Software Engineering 1.0 Redux Security¶
Overview
This section covers the Core Review Security touchpoint.
We touched on this point earlier in NotebookLM Secure Code.
Software Security Touchpoints¶
Image from Secure Programming with Static Analysis by Brian Chess, Jacob West
Finding Defects in Source Code¶
Image from Secure Programming with Static Analysis by Brian Chess, Jacob West
The best way to find a particular defect depends on whether it is generic or context specific, and whether it is visible in the code or only in the design.
LLMs can compliment the Static analysis sweetspot (Generic defects - Visible in the code)
- "SAST tools often rely on predefined patterns and rules, which can result in high false-positive rates and an inability to detect novel or context-dependent vulnerabilities" per ref.
- Additional context can be given to LLMs to improve their performance e.g. vulnerability reports on similar code LSAST: Enhancing Cybersecurity through LLM-supported Static Application Security Testing
How to use LLMs and SAST Tools Together¶
LLMs can be used with Code Analysis Tools in different ways:
- Create a formatted report of findings:
- this is more an editorial activity - not code analysis
- Utilising LLMs for False Positive Mitigation (FPM) on SAST Warnings:
- Traditional SAST tools often generate a high volume of false positive alerts, which can be time-consuming and resource-intensive for developers to manually review.

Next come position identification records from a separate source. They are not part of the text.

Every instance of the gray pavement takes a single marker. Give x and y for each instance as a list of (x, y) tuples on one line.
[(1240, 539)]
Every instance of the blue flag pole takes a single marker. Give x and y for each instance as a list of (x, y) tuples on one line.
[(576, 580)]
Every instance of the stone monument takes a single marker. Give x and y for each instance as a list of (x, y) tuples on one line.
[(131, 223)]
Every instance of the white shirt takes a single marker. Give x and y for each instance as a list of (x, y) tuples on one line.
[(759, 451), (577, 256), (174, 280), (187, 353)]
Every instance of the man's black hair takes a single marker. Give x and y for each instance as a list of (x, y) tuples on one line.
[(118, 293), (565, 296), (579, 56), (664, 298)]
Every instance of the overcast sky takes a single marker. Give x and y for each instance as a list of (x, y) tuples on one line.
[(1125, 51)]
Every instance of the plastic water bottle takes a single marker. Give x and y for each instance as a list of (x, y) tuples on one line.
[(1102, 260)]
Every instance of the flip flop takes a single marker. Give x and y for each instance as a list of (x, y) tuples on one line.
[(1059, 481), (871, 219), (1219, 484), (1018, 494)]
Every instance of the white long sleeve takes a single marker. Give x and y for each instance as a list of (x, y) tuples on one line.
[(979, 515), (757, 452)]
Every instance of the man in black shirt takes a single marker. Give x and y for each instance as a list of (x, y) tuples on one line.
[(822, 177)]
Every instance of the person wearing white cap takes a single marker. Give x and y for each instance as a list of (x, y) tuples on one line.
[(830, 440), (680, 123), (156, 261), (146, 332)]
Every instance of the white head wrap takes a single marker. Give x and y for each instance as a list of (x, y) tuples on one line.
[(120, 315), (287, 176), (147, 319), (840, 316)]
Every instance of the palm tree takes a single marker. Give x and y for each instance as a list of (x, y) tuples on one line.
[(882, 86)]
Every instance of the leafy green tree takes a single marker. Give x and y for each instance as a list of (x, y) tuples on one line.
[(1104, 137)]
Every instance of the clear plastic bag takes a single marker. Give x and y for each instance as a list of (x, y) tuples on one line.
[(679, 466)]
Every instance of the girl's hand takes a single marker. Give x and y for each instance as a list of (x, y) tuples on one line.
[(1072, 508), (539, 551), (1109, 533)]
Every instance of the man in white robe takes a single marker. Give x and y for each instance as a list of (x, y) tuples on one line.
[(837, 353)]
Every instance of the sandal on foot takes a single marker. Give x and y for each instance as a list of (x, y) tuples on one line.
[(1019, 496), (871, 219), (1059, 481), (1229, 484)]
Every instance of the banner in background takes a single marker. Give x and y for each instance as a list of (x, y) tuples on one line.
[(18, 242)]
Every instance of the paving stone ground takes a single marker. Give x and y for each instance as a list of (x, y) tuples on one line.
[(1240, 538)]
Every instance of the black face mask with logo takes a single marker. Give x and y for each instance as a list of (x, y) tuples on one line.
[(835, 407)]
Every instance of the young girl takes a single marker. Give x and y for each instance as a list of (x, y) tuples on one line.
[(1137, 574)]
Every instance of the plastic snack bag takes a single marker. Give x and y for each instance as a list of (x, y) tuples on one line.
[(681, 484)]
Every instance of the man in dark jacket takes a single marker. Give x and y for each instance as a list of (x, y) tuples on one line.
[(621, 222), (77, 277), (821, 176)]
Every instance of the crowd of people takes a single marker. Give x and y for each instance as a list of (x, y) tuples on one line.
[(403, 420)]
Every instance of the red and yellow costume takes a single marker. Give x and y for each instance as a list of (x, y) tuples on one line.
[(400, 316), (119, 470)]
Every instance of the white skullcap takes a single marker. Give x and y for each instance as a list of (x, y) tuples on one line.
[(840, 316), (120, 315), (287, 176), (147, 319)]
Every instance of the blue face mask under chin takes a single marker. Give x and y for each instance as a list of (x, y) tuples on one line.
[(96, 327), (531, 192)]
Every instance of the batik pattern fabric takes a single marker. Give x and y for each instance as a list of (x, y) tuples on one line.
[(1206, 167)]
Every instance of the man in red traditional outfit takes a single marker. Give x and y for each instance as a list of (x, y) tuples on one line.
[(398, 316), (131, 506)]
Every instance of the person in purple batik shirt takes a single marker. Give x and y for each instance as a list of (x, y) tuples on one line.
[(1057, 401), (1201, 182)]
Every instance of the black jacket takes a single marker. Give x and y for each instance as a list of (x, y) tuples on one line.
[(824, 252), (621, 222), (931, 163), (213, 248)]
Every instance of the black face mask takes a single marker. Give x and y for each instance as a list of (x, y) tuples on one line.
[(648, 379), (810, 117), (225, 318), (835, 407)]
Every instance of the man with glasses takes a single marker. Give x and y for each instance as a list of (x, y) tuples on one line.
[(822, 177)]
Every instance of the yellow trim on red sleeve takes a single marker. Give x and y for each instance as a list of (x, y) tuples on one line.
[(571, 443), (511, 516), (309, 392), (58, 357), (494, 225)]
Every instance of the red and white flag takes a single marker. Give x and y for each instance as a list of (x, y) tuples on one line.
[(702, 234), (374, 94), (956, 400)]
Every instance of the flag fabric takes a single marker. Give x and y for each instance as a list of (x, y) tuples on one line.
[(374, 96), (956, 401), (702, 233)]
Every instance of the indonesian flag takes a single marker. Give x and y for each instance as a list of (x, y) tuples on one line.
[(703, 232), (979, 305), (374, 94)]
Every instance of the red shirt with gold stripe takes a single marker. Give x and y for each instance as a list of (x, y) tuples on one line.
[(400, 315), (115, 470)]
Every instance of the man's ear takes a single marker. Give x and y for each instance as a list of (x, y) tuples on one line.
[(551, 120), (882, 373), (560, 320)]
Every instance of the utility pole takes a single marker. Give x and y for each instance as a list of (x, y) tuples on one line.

- LLMs can be integrated to automate this false positive mitigation process
- Direct Integration of SAST Results with LLMs:
- SAST tools provide initial insights into known vulnerabilities based on predefined rules and patterns. Their findings, including details like CWE IDs and line numbers, can be formatted and directly incorporated into the prompts provided to LLMs alongside the target code.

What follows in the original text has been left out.